The device, which is housed in a chip smaller than a grain of rice, enables Internet of Things (IoT) devices to communicate with existing Wi-Fi networks using 5,000 times less power than today’s WiFi radios. It consumes just 28 microwatts of power. And it does so while transmitting data at a rate of 2 megabits per second (a connection fast enough to stream music and most YouTube videos) over a range of up to 21 meters.

The team will present their work at the ISSCC 2020 conference Feb. 16 to 20 in San Francisco.

UC San Diego electrical and computer engineering professor Dinesh Bharadia holds a PCB onto which the WiFi radio is mounted (component underneath the black blob).

“You can connect your phone, your smart devices, even small cameras or various sensors to this chip, and it can directly send data from these devices to a WiFi access point near you. You don’t need to buy anything else. And it could last for years on a single coin cell battery,” said Dinesh Bharadia, a professor of electrical and computer engineering at the UC San Diego Jacobs School of Engineering.

Commercial WiFi radios typically consume hundreds of milliwatts to connect IoT devices with WiFi transceivers. As a result, WiFi compatible devices need either large batteries, frequent recharging or other external power sources to run.

“This WiFi radio is low enough power that we can now start thinking about new application spaces where you no longer need to plug IoT devices into the wall. This could unleash smaller, fully wireless IoT setups,” said UC San Diego electrical and computer engineering professor Patrick Mercier, who co-led the work with Bharadia.

Think a portable Google Home device that you can take around the house and can last for years instead of just hours when unplugged.

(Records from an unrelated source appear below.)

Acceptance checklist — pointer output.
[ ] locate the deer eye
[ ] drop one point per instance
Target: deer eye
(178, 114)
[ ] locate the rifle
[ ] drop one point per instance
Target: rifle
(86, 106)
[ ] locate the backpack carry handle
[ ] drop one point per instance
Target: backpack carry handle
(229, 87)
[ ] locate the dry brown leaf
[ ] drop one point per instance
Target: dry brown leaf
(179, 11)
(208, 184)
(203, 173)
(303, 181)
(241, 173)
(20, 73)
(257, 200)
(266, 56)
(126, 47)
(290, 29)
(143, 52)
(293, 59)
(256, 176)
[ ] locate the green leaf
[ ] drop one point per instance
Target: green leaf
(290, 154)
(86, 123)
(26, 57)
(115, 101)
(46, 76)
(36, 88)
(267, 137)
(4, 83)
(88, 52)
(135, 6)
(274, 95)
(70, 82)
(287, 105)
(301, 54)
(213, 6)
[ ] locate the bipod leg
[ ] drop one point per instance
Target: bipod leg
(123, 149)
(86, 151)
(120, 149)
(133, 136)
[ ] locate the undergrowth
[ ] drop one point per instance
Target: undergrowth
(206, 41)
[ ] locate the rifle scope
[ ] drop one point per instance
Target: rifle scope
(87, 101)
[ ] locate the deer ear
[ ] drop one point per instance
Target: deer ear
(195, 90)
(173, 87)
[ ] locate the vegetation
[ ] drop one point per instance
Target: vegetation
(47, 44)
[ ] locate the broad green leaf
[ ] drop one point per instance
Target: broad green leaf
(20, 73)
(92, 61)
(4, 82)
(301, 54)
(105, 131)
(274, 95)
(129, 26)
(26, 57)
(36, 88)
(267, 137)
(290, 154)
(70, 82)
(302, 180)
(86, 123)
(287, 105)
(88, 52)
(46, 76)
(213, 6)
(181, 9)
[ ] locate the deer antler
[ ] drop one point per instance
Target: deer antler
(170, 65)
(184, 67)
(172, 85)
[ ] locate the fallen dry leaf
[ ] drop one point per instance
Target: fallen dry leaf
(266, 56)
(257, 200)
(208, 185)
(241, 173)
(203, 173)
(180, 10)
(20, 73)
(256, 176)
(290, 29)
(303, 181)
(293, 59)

“It could also allow you to connect devices that are not currently connected—things that cannot meet the power demands of current WiFi radios, like a smoke alarm—and not have a huge burden on battery replacement,” Mercier said.

The WiFi radio runs on extremely low power by transmitting data via a technique called backscattering. It takes incoming WiFi signals from a nearby device (like a smartphone) or WiFi access point, modifies the signals and encodes its own data onto them, and then reflects the new signals onto a different WiFi channel to another device or access point.

Illustration of the backscattering process.

This work builds on low-power WiFi radio technology that Bharadia helped develop as a Ph.D. student at Stanford. In this project, he teamed up with Mercier to develop an even lower-power WiFi radio. They accomplished this by building in a component called a wake-up receiver. This “wakes up” the WiFi radio only when it needs to communicate with WiFi signals, so it can stay in low-power sleep mode the rest of the time, during which it consumes only 3 microwatts of power.

Bharadia (center), with graduate student researchers Rohit Kumar (left) and Manideep Dunna (right), displaying a setup in which the WiFi radio would be backscattering between two WiFi compatible devices.

The UC San Diego team’s improvements to the technology also feature a custom integrated circuit for backscattering data, which makes the whole system smaller and more efficient, and thus enables their WiFi radio to operate over longer communication range (21 meters). This is a practical distance for operating in a smart home environment, the researchers said.

“Here, we demonstrate the first pragmatic chip design that can actually be deployed in a small, low-power device,” Mercier said.

Paper title: “A 28µW IoT Tag that can Communicate with Commodity WiFi Transceivers via a Single-Side-Band QPSK Backscatter Communication Technique.” The student researchers include Po-Han Peter Wang, Chi Zhang, Hongsen Yang and Manideep Dunna, UC San Diego.